In September 1855, Bourne, 23, of Kennebunk, Maine, became the first documented death on Mount Washington.

She had convinced her wealthy uncle George and a cousin to visit the mountain, O'Connor said.

"The Bourne family made their riches in the shipbuilding trade, and George was so self-confident that he believed we're going to be fine," said O'Connor, adding George refused to hire a guide. "That was the worst decision he made, and it cost him his life, as well as Lizzie her life."

They ended up stranded on the mountain in the dark and cold, about 200 feet from the original Summit House. George built a makeshift shelter and attempted to keep Lizzie and his daughter warm with his body heat.

"She wanted to see the sunrise but sometime in the night her heart gave way, and she perished," said O'Connor, adding George was tormented by guilt and died a year later.

A monument for Lizzie was placed at the location where she died.

"Lizzie's ghost is seen rising from her memorial. Some people hear her wails, cries, but mostly whispers," said O'Connor. "My friend, Dan, who stayed at the Observatory for a while, spent one night cold and shivering by Lizzie's signage, and heard somebody whispering in his ear."

O'Connor continued, "But mostly her spirit is seen pointing to the summit, as if to say 'this is really where I wanted to go.'"

Albert Dow III, 28, of Tamworth, was a volunteer with the Mountain Rescue Service in 1982 when he got a call during a family party to help search for two young climbers who had become lost in Huntington Ravine, said O'Connor, adding that Albert's mother did not want him to leave.

“Dow said his famous last words, ‘If it was me (who was lost), I'd want someone to go for me,’” said O'Connor. “And he went.”

Dow died in an avalanche during the rescue effort. Hugh Herr, one of the climbers who was rescued, lost both legs below the knee to frostbite but later returned to climbing using prosthetic limbs. Herr became a professor and researcher at Massachusetts Institute of Technology and co-directs the Biomechatronics Group.

“He's considered the top researcher in his field, and he helped a number of the Boston Marathon bombing victims with new prosthetics,” said O'Connor. “He devotes his life in service to Albert Dow's memory.”

Dow and Herr's story is the subject of "The Lions of Winter" by Ty Gagne.

Various reforms were made after Dow's death, including providing rescuers with workers' compensation coverage.

Other stories were mostly about adventurers who underestimated the mountain's lethality or those who made their living on the mountain and apparently decided to haunt it after their deaths.
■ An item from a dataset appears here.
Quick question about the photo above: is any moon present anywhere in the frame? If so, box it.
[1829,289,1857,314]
William Curtis, 63, and Allan Ormsbee, 29, were renowned outdoor enthusiasts at the turn of the 20th century. Curtis was a founder of the Fresh Air Club.

Curtis was a founder of the Fresh Air Club. The two men were hiking the Crawford Path toward Mount Washington to attend an Appalachian Mountain Club meeting on June 30, 1900, when they were caught in a blizzard and died.

AMC later built a shelter that became Lakes of the Clouds Hut near where Curtis was found.

Ormsbee's plaque is located by the Crawford Path. Folklore says that if you pass the plaque, any disrespect will be treated as fighting words by his ghost.

"Do not say 'those fools, they shouldn't turn around. What were they thinking?'" said O'Connor. "You will be hit in your gut by a force if you criticize William Curtis and Allan Ormsbee."